Minimalist surfaces and edges negate the way human beings have evolved to process information. It is know that when we go against our neurophysiological make-up for whatever reason, then our body reacts with physical and psychological distress. Such effects are measurable, and include raised blood pressure, raised level of adrenaline, raised skin temperature, contraction of the pupils –all symptoms of triggering our defensive mechanisms against a threat. When it recognizes a threat, the eye/brain system initiates physiological actions in order to protect the organism. Stress is an adaptive reaction to disease, injury, or toxins. The same mechanism extends to cope with unpleasant sensory input from the environment (Mehrabian, 1976).

The opposite effect -depression- results from under-stimulation. Studies of sensory deprivation show that we require above a minimum threshold of informational load from our environment in order to function normally (Mehrabian, 1976).
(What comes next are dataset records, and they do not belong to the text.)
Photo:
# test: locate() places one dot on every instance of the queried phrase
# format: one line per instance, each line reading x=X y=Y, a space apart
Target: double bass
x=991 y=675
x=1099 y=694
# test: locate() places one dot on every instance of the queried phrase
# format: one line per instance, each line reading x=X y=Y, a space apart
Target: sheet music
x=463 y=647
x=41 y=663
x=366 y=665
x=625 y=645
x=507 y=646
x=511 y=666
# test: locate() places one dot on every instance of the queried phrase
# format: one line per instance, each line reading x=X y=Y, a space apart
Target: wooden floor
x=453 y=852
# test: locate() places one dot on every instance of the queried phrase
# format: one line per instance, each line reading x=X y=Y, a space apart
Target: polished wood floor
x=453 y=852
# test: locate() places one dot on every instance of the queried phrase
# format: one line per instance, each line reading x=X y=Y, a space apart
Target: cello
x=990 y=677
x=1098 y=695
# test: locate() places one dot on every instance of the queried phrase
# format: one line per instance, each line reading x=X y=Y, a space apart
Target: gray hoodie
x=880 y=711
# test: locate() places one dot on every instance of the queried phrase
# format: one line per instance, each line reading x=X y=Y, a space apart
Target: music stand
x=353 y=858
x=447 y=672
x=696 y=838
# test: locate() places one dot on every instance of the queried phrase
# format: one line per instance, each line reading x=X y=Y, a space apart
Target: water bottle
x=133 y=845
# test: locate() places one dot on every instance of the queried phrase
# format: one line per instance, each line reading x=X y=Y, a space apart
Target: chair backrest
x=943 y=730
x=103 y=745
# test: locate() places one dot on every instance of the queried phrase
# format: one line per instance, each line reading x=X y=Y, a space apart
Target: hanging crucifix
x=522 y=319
I would like to see more experiments to measure human physiological response to different architectural environments. Already, studies by environmental psychologists tend to confirm what is proposed (Klinger & Salingaros, 2000). Depressing work environments are a result of poor architecture. Conversely, people are more productive in environments rich in ordered fractal information such as is provided by trees and plants.
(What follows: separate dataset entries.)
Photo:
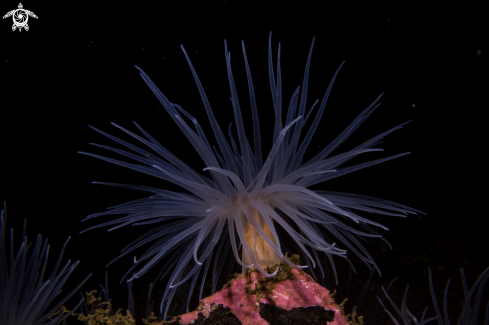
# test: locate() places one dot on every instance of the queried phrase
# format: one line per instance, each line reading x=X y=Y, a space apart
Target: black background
x=75 y=67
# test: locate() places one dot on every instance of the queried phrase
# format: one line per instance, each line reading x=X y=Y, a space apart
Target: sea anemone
x=468 y=316
x=242 y=199
x=25 y=298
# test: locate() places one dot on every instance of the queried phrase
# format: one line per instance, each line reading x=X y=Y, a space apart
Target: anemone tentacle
x=250 y=191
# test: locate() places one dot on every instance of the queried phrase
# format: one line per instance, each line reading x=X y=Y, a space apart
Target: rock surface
x=254 y=299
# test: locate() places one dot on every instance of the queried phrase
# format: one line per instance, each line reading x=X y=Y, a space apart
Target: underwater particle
x=232 y=212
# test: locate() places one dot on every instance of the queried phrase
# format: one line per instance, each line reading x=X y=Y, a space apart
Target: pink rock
x=301 y=291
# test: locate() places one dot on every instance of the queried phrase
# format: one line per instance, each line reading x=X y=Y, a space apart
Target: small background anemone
x=431 y=64
x=29 y=289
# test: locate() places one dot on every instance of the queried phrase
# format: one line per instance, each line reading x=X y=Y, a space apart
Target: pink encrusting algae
x=239 y=297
Degradation of our ability to see fine detail signals the onset of different pathologies of the eye itself rather than the brain. The first group of problems occur with the lens – either the lens can no longer focus, or it becomes opaque due to a cataract. The second group of problems have to do with the retina; in particular, with the macula, the central region of the retina where cone cells that are responsible for seeing fine detail and color are concentrated. The retina can be damaged by detachment, or the macula can degenerate because of inadequate blood flow. The loss of visual information cuts us off from our environment, and creates anxiety by lowering our ability to respond to it. These pathologies make us experience normal, informationally-rich environments as if they were minimalist environments.

All of this strongly suggests that we become uneasy in architectural settings where we experience a reduction of perceptual or cognitive input. This is unsettling because the circumstances of being unable to define our surroundings makes us feel helpless and lost. Those environments mimic signs of our own pathology. Are we subconsciously reminded of a failure of our visual system when we spend time in a minimalist environment? Such a response is probably so deeply-seated that it can only be overridden via a concerted conscious effort, if at all.

The brain has novelty detectors, which have alerting functions as consciousness. Unfamiliar patterns of constructs (not found in nature or traditional artifacts) trigger an immediate response that is physiologically based. This makes sense given our evolutionary development, which had to learn to protect us from potential dangers. People who are taught (i.e., have had to be trained) to look at novel constructs without alarm have undergone psychological conditioning, which establishes aesthetic preferences that contradict their basic instincts.